5/5/2020 AdTech Sample Notebook (Part 1) - Databricks
AdTech Sample Notebook (Part 1)
Advertising Technology Sample Notebook (Part 1)
(http://databricks.com) Import Notebook
The purpose of this notebook is to provide example code to make sense of advertising-based web logs. This notebook does
the following:
Setup the connection to your S3 bucket to access the web logs
Create an external table against these web logs including the use of regular expression to parse the logs
Identity Country (ISO-3166-1 Three Letter ISO Country Codes) based on IP address by calling a REST Web service API
Identify Browser and OS information based on the User Agent string within the web logs using the user-agents PyPi
package.
Convert the Apache web logs date information, create a userid, and join back to the Browser and OS information
Setup Instructions
Please refer to the Databricks Data Import How-To Guide (https://databricks.com/wp-
content/uploads/2015/08/Databricks-how-to-data-import.pdf) on how to import data into S3 for use with Databricks
notebooks.
> # Setup AWS configuration
import urllib
ACCESS_KEY = "[REPLACE_WITH_ACCESS_KEY]"
SECRET_KEY = "[REPLACE_WITH_SECRET_KEY]"
ENCODED_SECRET_KEY = urllib.quote(SECRET_KEY, "")
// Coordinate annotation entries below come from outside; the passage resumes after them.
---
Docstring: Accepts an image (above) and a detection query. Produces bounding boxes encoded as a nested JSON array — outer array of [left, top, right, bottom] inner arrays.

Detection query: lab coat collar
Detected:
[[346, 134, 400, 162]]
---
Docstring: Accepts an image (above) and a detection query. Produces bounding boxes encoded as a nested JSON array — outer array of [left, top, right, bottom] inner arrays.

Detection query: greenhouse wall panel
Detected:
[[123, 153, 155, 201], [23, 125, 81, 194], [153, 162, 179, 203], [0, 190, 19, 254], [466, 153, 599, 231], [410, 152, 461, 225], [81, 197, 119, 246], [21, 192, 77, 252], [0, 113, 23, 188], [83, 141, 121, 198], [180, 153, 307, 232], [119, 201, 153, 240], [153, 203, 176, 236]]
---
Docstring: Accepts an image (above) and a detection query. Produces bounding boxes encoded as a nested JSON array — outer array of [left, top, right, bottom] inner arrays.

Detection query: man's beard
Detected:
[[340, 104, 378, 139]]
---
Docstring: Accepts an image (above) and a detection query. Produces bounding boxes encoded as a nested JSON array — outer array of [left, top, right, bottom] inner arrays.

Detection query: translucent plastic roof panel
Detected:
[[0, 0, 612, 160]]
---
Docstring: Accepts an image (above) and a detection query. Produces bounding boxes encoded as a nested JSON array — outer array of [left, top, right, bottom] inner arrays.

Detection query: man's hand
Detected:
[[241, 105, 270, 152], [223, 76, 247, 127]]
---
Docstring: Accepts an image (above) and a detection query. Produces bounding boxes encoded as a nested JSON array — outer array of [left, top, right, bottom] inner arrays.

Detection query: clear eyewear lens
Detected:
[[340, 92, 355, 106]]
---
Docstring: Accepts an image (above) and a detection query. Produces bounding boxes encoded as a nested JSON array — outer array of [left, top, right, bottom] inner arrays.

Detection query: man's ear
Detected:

AWS_BUCKET_NAME = "[REPLACE_WITH_BUCKET_NAME]"
MOUNT_NAME = "mdl"
# Mount S3 bucket
dbutils.fs.mount("s3n://%s:%s@%s/" % (ACCESS_KEY, ENCODED_SECRET_KEY, AWS_BUCKET_NAME), "/mnt/%s" % MOUNT_NAME)
Out[9]: True
> # View the log files within the mdl mount
display(dbutils.fs.ls("/mnt/mdl/accesslogs/"))
path name
dbfs:/mnt/mdl/accesslogs/databricks.com-access.log databricks.com-acce
> # Count the number of rows within the sample Apache Access logs
myAccessLogs = sc.textFile("/mnt/mdl/accesslogs/")
myAccessLogs.count()
Out[90]: 5383
>
Create External Table
Create an external table against the access log data where we define a regular expression format as part of the
serializer/deserializer (SerDe) definition.
Instead of writing ETL logic to do this, our table definition handles this.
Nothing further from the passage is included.